ÉMILIE PELLETIER, Le Soleil, 22 mai 2021
Une marche funèbre a mené le projet Laurentia à son dernier repos, samedi. Pour que le terminal de conteneurs du Port de Québec devienne chose du passé, des centaines de citoyens ont demandé au fédéral de planter le «dernier clou dans le cercueil».
«Dans tous ses aspects, Laurentia est sans fondement. Ce n’est qu’un projet insensé qui va avoir des impacts majeurs sur la qualité de l’air, les poissons, les oiseaux, les activités récréotouristiques à la Baie de Beauport, le patrimoine, puis le visuel», dénonce Véronique Lalande, porte-parole de l’initiative citoyenne de vigilance du Port de Québec.

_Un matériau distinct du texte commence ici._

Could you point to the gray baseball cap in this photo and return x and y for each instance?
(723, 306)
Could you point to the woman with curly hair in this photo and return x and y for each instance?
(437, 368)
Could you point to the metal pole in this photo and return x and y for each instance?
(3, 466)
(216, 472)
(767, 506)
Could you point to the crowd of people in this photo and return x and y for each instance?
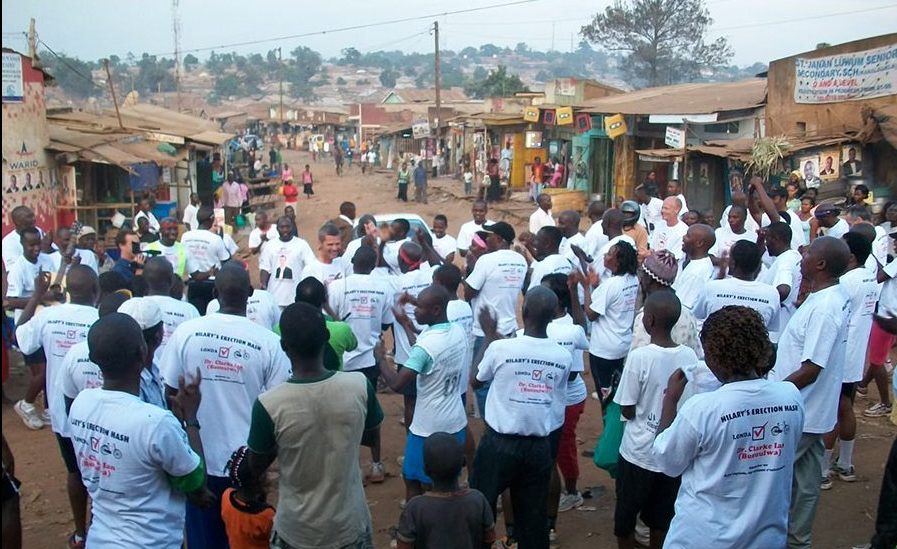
(724, 361)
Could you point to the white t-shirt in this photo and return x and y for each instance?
(438, 407)
(529, 385)
(56, 329)
(817, 332)
(725, 239)
(734, 449)
(190, 217)
(466, 232)
(761, 297)
(862, 290)
(785, 270)
(499, 277)
(238, 360)
(127, 451)
(691, 280)
(445, 245)
(555, 263)
(643, 384)
(540, 218)
(286, 263)
(669, 238)
(20, 278)
(205, 250)
(364, 303)
(412, 283)
(174, 313)
(614, 300)
(260, 308)
(255, 236)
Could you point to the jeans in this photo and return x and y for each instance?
(204, 526)
(522, 464)
(805, 490)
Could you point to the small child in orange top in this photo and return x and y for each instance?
(248, 519)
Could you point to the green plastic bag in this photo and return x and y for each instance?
(607, 451)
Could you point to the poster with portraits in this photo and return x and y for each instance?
(851, 161)
(829, 165)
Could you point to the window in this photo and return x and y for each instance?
(722, 127)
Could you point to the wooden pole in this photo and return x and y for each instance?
(112, 91)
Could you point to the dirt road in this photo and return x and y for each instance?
(845, 516)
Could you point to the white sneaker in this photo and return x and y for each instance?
(570, 501)
(29, 415)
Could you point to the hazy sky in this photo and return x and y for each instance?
(759, 30)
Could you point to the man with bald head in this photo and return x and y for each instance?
(237, 360)
(56, 330)
(523, 419)
(697, 268)
(435, 365)
(811, 354)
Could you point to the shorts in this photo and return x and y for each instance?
(413, 465)
(849, 390)
(880, 343)
(67, 449)
(37, 357)
(410, 389)
(645, 494)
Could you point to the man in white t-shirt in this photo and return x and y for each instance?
(157, 274)
(190, 212)
(364, 302)
(542, 216)
(811, 354)
(784, 272)
(479, 210)
(668, 236)
(445, 244)
(697, 267)
(283, 262)
(435, 364)
(861, 287)
(237, 361)
(136, 460)
(718, 441)
(328, 265)
(742, 288)
(263, 231)
(57, 329)
(495, 284)
(529, 377)
(205, 255)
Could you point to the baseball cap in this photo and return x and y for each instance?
(502, 229)
(145, 311)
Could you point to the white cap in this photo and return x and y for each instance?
(145, 311)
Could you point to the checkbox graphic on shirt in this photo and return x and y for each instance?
(759, 432)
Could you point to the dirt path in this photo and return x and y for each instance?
(845, 516)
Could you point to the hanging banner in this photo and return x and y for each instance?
(531, 114)
(845, 77)
(564, 116)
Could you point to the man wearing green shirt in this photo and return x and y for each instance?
(312, 425)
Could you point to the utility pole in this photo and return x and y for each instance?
(112, 91)
(280, 67)
(436, 73)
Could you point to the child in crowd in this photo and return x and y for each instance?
(643, 490)
(307, 182)
(247, 517)
(447, 515)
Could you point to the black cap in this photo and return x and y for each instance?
(502, 229)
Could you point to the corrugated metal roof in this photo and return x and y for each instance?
(696, 98)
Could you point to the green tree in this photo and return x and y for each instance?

Elle coorganisait la marche «Bloquons Laurentia» avec la Table citoyenne Littoral Est.
Duclos et le clou
En plus de citoyens, de groupes militants, environnementaux et étudiants, de nombreux candidats municipaux et aspirants à la mairie de Québec ont pris part à l’événement au départ du parvis de l’église Saint-Roch en début d’après-midi, samedi. Le cortège s’est ensuite dirigé vers le boulevard Charest, pour finalement terminer son parcours à la Place de l’Université du Québec.
Avant même que Laurentia ne prenne vie, quelques centaines de manifestants ont crié pendant tout le trajet pour que sa mort survienne plus tôt que tard: ils demandent au gouvernement fédéral de ne pas donner son aval à un projet «mort-né» qu’ils qualifient d’«écocide».
Les oreilles du président du Conseil du trésor Jean-Yves Duclos ont probablement bourdonné en cours de route. Selon le député solidaire Sol Zanetti, dont l’opinion est tranchée en défaveur de Laurentia, M. Duclos a intérêt à entendre la demande qui lui a été faite samedi, sans quoi «il va en payer le prix aux élections».
«Duclos, viens mettre le clou», ont scandé pendant de longues minutes les opposants, en cette Journée internationale de la biodiversité.
Devant le bureau du député fédéral, le convoi a déposé un cercueil surplombé d’une couronne de fleurs avant de procéder à une cérémonie «d’enterrement» du projet de terminal de conteneurs élaboré par le Port de Québec.
«Portes closes»
Comme le rapport final de l’Agence d’évaluation d’impact du Canada (AEIC) doit être déposé au plus tard le 10 juin, les manifestants réunis pour l’occasion ont lancé un dernier «cri du coeur» avant qu’Ottawa ne se prononce sur l’avenir du controversé projet Laurentia.
Dans la version préliminaire de son rapport, l’organisation canadienne concluait déjà que le terminal de conteneurs aurait des «effets environnementaux négatifs importants», notamment sur les poissons et leur habitat, de même que sur la qualité de l’air et la santé humaine.
Quelques mois plus tard, au début mai, les ministères de la Santé et de l’Environnement ainsi que Pêches et Océans Canada maintenaient des avis défavorables envers le futur quai à construire.
Une extension sollicitée par l’administration portuaire devait lui permettre d’«inclure toutes les informations requises» avant la production du rapport final de l’AEIC. Ces démarches n’ont pas suffi à convaincre les ministères fédéraux du bien-fondé du projet de 775 millions $.
«Tout ce délai demandé par le port, c’était pour faire du lobby et attacher des fils derrière des portes closes», pense Mme Lalande.
«Malgré les prouesses faites par le Port de Québec, ça ne passe pas ni d’un point de vue de santé publique, ni pour la qualité de l’air, ni pour la protection des écosystèmes aquatiques», défend Simon Parent, membre fondateur de la Table citoyenne Littoral Est.
«Ce qu’on vient affirmer aujourd’hui c’est qu’en plus, Laurentia n’a aucune acceptabilité sociale», ajoute-t-il avec pour «preuve» un nombre important de manifestants regroupés devant lui.
«Ça prend une mort pour que renaisse l’espoir. Aujourd’hui on enterre Laurentia et demain renaîtra enfin le changement», termine avec optimisme Véronique Lalande, porte-parole de l’initiative citoyenne de vigilance du Port de Québec.